K-Means Algorithm
K-Means iteratively assigns samples to clusters and updates cluster centres:
| Step | Action | Result |
|---|---|---|
| 1. Initialise | Place K centroids randomly | K starting positions |
| 2. Assign | Each sample goes to the nearest centroid | K groups of samples |
| 3. Update | Move each centroid to the mean of its group | Centroids shift |
| 4. Repeat | Go to step 2 until assignments stop changing | Stable clusters |
The result: K clusters, each with a centroid. A sample's distance from its centroid indicates how "typical" it is for that cluster.
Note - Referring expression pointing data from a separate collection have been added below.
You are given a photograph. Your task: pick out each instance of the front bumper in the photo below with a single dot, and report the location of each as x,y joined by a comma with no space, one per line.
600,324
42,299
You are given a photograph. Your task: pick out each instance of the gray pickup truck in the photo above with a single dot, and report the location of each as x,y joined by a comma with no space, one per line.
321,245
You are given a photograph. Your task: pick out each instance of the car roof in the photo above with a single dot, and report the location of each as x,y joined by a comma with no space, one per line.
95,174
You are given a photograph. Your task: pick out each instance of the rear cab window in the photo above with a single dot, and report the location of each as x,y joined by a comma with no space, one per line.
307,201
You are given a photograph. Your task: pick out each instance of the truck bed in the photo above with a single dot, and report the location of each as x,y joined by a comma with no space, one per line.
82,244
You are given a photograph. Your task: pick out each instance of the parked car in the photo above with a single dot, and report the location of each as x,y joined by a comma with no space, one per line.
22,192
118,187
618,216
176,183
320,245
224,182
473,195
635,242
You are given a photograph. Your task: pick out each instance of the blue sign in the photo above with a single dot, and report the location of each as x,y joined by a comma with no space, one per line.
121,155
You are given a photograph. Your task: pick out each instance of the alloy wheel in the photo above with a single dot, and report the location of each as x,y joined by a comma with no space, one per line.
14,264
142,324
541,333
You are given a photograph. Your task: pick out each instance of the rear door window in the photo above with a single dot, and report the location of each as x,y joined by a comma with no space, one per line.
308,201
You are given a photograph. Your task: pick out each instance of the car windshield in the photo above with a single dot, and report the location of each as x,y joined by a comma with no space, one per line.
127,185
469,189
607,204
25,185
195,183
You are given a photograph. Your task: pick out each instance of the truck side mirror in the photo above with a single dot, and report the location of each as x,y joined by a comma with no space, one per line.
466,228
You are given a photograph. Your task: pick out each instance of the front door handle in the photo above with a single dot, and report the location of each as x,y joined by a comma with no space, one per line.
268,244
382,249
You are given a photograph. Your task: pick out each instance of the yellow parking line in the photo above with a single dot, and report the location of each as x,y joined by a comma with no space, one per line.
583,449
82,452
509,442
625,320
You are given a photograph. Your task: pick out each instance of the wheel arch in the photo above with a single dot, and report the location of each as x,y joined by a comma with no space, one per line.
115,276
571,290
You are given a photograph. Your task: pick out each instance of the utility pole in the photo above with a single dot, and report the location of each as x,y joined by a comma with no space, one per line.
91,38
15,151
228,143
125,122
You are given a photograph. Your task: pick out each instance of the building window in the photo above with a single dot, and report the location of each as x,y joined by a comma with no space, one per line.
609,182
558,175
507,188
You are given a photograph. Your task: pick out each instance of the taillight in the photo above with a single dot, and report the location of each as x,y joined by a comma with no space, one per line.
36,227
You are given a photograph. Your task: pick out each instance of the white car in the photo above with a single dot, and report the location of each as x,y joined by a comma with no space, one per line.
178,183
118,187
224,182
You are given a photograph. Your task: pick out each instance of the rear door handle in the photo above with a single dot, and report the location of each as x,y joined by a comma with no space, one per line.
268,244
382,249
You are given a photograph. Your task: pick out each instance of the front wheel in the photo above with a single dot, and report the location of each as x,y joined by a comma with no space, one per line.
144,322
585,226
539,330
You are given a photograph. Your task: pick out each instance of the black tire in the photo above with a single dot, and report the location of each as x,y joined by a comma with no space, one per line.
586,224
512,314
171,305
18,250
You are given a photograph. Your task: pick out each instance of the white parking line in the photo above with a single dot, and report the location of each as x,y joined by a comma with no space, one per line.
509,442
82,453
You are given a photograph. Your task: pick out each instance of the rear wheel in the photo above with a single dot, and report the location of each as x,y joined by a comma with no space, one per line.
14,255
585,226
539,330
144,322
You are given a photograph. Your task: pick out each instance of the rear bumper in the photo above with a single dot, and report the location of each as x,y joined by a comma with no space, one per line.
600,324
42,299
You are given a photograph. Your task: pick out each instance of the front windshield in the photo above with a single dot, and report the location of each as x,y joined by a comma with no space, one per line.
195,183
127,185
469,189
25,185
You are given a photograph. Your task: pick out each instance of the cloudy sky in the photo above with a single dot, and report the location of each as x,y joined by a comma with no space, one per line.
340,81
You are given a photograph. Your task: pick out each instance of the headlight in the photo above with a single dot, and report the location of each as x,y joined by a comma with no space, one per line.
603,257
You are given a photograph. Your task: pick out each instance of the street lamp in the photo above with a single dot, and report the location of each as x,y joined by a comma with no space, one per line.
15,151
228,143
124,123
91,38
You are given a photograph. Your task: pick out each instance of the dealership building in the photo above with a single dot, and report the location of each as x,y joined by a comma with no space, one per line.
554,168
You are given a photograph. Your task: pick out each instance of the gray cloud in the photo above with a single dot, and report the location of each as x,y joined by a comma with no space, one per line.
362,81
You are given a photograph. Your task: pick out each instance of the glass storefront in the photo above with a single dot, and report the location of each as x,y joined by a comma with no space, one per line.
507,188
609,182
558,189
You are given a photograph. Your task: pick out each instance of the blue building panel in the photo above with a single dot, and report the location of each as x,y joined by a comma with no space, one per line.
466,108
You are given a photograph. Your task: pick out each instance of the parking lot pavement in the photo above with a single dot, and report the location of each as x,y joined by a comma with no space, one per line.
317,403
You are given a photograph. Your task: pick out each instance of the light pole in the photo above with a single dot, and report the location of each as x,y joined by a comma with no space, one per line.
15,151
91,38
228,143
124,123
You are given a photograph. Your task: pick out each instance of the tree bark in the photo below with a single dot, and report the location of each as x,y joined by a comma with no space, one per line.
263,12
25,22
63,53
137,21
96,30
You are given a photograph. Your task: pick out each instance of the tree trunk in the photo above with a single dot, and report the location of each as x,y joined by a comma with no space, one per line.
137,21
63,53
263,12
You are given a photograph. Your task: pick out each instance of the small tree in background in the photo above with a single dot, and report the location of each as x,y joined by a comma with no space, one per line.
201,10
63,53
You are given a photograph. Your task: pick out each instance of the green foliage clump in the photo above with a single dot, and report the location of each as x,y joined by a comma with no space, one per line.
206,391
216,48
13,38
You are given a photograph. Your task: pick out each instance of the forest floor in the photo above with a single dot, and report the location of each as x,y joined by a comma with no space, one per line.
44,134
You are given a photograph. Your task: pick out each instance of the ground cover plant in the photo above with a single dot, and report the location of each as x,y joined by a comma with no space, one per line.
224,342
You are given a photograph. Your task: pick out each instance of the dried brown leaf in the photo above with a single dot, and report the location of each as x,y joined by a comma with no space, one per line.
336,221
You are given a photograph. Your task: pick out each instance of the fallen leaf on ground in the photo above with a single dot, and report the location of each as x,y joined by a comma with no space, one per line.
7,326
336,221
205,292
High distance = anomalous.
Training K-Means
from sklearn.cluster import KMeans
from sklearn.preprocessing import StandardScaler
scaler = StandardScaler()
X_scaled = scaler.fit_transform(X)
km = KMeans(n_clusters=4, random_state=42, n_init=10)
km.fit(X_scaled)
labels = km.labels_ # cluster assignment per point
centers = km.cluster_centers_ # centroid coordinates (K x n_features)
inertia = km.inertia_ # sum of squared distances to centroids
| Attribute | What it gives you |
|---|---|
labels_ | Array of cluster IDs (0 to K-1) for each sample |
cluster_centers_ | Centroid coordinates — the "average" of each cluster |
inertia_ | Total within-cluster sum of squares — lower = tighter clusters |
PCA for Visualisation
Network features are 6D — impossible to plot directly. PCA (Principal Component Analysis) projects to 2D by finding the two directions of maximum variance. This is only for visualisation — K-Means runs on all 6 features.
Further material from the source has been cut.